EL sábado asistí a la entrega de premios de la decimoquinta edición del FesTVal de Vitoria-Gasteiz. Una ceremonia en la que los premiados fueron pasando por el escenario a recoger sus galardones y que se alargó más de lo estrictamente necesario. Lo hizo porque prácticamente todos los premiados dedicaron su minuto de gloria a reivindicar alguna causa, sacar a relucir alguna bandera o recordar a algún colectivo. Y cuanto más desfavorecido el colectivo, más aplausos para el premiado.
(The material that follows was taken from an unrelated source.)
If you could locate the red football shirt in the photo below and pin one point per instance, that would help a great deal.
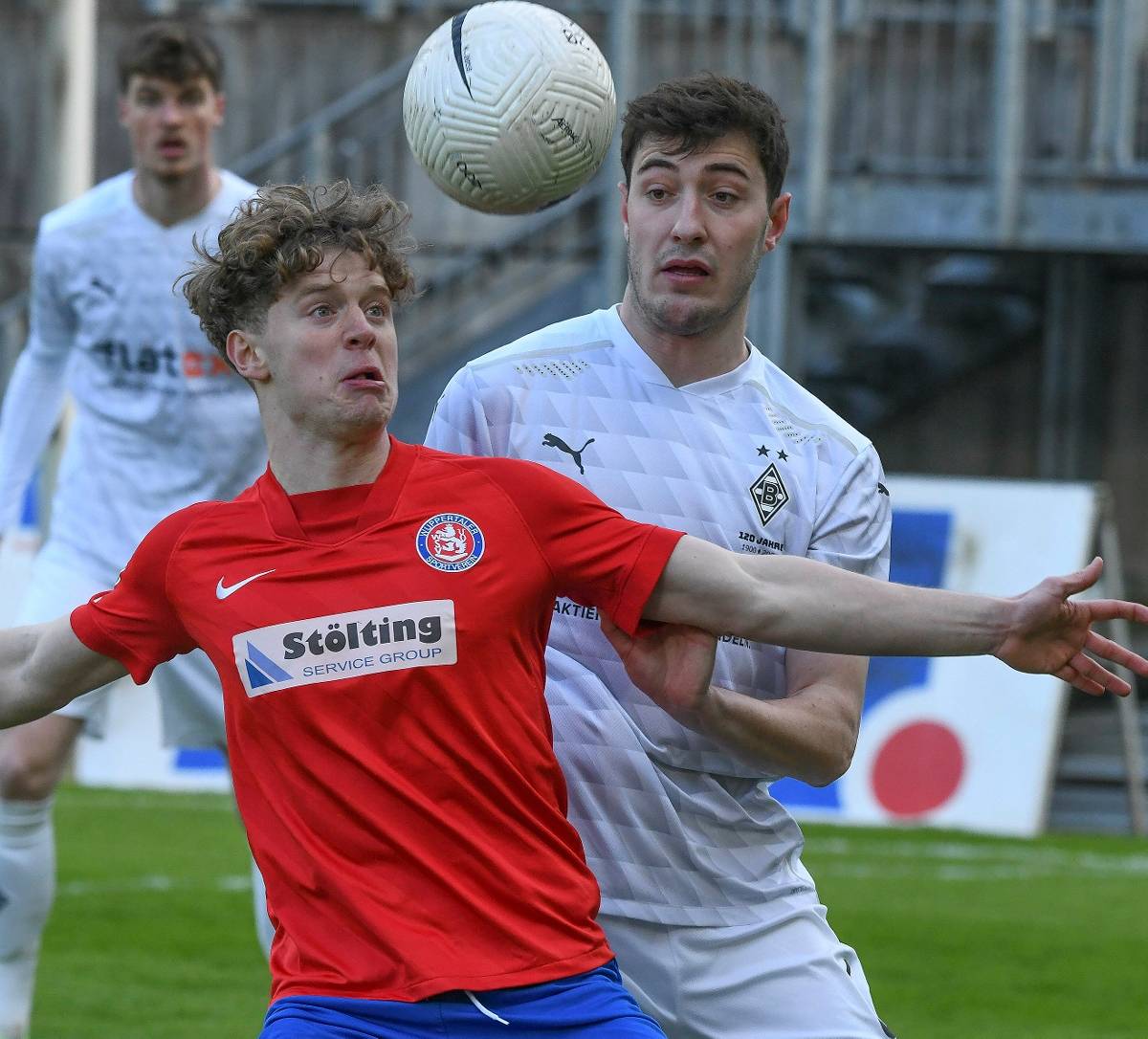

Con lo sencillo que es limitarse a agradecer el premio y acordarse de familia, amigos o, en un arrebato de corporativismo, compañeros de reparto. Y, que quede claro, no tengo nada en contra de dedicar unas palabras de cariño a quien sufre o mostrar afecto a quien atraviesa una mala racha, pero hay discursos que resultarían más creíbles si se produjeran de manera natural y no como consecuencia de una competición por ver a quién le afectan más las injusticias que asolan el planeta. Y es que parece que en los tiempos que corren, si no tienes causa que reivindicar, no eres lo suficientemente buena persona.

Y esto ocurre con los actores o actrices cuando recogen los premios, pero también con los directores y guionistas de las películas que estos protagonizan. Porque hoy en día es prácticamente imposible encontrar una producción audiovisual en la que no se cuele, a veces de manera algo forzada, un mensaje político o, como se dice ahora, social. Y, a menudo, el precio a pagar por ello es que el entretenimiento deja de ser entretenido. Pero esto resume muy bien el clima en el que vivimos, donde todo lo que hacemos tiene que ser trascendente y en el que la banalidad es casi un sacrilegio. Una sociedad en la que, al menos de boquilla, el disfrute, sobre todo si es ajeno, está mal visto. Alguno pensará que es que ahora somos mejores personas. Ojalá, yo, de momento, lo único que veo es que nos hemos vuelto más intensitos.